What are your thoughts on Myfascial Release techniques (which you can perform) vs. massages for your clients. I saw an interesting article (see link) discussing the benefits of massages, but can they be over rated for your clients who train on a consistent basis.
I don’t see it as an either/or.
As a MELT instructor, I teach my clients to hydrate and care for their own tissues. Done before massage, it allows the therapist to get deeper into tissue, quicker, with less pain to the client. Done after massage, it prolongs the benefits achieved during the massage.
I cross-refer to several massage therapists and teach MELT workshops at a wellness studio where massage, MELT, yoga, and acupuncture all cross-refer.
I consider myofascial release to be very useful for almost any client. But there are a few instances where more conservative intervention is needed first and sometimes there are contraindications to myo-release. But these instances are usually reasons not to use massage as well.
I recommend massage when the client cannot access the area successfully on their own. And I refer them to massage therapists who are very good at myo-release techniques along with massage.

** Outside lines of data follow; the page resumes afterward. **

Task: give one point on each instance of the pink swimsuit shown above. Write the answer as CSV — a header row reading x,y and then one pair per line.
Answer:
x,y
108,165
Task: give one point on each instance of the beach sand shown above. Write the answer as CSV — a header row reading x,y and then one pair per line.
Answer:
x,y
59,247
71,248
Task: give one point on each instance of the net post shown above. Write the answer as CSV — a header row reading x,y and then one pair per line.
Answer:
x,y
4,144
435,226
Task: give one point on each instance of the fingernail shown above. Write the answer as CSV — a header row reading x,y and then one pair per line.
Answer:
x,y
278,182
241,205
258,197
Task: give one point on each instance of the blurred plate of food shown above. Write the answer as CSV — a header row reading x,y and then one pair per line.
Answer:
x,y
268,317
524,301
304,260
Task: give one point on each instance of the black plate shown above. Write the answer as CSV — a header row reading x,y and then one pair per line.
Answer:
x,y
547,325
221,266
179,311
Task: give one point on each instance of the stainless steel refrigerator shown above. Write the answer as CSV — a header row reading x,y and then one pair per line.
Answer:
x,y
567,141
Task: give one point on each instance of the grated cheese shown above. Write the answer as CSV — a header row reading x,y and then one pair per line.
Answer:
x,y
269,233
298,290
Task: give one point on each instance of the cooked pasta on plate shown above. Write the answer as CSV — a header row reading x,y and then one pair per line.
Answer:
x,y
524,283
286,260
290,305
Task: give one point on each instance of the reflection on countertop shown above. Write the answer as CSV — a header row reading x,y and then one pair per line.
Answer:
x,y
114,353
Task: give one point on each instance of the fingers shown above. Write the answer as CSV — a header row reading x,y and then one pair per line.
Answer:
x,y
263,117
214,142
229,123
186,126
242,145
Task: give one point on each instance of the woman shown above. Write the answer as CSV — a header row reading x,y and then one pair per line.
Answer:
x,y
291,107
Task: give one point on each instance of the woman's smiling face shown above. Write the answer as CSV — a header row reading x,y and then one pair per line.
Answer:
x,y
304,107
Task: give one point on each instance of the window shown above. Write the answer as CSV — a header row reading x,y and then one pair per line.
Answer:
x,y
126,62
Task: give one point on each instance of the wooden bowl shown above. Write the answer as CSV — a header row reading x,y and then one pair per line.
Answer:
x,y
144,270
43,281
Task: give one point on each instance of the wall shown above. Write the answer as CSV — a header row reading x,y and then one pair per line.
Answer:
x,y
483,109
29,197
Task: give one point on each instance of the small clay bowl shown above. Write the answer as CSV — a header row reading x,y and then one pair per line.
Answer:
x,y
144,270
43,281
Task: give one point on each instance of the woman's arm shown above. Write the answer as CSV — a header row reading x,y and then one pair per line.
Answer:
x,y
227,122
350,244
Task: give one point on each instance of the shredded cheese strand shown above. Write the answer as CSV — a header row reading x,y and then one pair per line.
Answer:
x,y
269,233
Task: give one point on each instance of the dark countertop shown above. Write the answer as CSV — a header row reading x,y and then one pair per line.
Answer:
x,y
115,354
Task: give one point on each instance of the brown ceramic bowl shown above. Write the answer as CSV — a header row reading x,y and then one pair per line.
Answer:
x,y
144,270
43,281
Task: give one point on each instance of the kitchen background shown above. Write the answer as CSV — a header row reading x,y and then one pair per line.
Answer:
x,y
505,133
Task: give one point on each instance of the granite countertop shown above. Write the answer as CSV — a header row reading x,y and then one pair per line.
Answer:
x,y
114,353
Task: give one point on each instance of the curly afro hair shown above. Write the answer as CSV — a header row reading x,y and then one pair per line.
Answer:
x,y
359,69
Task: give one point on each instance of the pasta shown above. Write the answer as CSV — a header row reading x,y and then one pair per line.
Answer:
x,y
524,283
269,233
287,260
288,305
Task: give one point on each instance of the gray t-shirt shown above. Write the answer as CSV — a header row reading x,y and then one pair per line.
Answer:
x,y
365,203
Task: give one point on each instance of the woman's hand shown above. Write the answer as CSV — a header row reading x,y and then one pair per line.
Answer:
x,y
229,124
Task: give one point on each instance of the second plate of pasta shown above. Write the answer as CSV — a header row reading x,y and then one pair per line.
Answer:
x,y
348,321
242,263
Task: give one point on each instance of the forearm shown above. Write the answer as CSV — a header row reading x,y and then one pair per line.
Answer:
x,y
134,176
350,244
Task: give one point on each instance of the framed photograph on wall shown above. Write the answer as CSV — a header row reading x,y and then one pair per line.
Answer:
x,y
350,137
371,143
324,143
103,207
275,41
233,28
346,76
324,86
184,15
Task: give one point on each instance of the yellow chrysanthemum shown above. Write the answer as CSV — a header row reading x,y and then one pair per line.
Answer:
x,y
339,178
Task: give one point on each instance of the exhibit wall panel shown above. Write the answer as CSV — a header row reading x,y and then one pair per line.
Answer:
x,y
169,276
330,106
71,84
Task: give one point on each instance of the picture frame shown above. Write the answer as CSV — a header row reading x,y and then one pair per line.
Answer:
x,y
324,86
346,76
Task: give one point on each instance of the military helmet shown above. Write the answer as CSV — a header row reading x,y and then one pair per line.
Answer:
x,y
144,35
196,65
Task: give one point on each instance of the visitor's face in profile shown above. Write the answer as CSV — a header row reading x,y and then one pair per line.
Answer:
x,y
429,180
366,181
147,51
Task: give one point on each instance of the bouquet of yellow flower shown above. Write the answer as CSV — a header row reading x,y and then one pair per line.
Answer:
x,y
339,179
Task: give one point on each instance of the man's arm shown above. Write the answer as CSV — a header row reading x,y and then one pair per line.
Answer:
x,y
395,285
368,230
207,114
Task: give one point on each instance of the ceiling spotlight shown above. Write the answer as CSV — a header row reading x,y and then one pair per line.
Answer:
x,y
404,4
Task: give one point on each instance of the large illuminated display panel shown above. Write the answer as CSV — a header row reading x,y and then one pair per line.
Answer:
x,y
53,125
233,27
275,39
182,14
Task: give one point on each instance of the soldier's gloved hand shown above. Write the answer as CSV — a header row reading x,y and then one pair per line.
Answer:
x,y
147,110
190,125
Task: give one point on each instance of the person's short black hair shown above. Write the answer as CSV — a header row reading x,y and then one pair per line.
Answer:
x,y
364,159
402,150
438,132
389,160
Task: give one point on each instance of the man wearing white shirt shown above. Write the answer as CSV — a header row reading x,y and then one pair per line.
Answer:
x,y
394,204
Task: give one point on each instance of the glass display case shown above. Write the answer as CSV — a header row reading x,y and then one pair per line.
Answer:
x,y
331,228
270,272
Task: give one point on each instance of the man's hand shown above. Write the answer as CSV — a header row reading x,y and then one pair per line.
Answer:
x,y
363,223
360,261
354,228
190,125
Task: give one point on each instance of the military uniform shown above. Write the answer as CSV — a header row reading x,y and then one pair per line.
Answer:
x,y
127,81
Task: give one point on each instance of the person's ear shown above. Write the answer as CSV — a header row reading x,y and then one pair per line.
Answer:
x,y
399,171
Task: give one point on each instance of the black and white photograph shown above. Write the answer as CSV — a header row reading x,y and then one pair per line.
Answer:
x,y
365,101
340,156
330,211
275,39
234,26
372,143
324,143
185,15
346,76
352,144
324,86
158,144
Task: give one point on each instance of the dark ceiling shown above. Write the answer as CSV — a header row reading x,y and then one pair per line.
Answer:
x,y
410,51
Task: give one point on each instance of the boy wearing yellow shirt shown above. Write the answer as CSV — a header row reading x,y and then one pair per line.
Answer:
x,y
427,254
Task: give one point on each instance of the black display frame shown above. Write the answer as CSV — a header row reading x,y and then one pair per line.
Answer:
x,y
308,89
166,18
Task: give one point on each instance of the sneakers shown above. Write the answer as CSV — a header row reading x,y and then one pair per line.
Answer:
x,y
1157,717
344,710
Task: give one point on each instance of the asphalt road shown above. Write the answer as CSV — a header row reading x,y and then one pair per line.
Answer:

I would also like to remind everyone that there is a need for recovery after massage and myo-release. Usually this time is fairly short (Ôëê12 hours). But if there is tenderness or soreness (or pain) after the treatment, you should allow time for this to subside. That means no activity above light to moderate intensity until there is substantial reduction in the discomfort. And if an activity causes discomfort after a massage or myo-release session, the activity should be postponed until later if at all possible. The actual purpose of myo-release, massage, or exercise is to be better after recovery. So, we really are doing these things for the recovery benefit, not the actual activity itself. Improper recovery results in reduced improvement at best and injury at worst.
I like the idea of teaching people to know their own body. Myofascial release allows clients to relieve their muscular discomfort before it escalates. It can teach clients about their body, their stressors, their sensitivities, and stimulate their innate ability to self-care. Foam rollers are a great tool. Teaching myofascial release with foam rollers is a must.
Massage often times is not self induced, but has its place in self-care.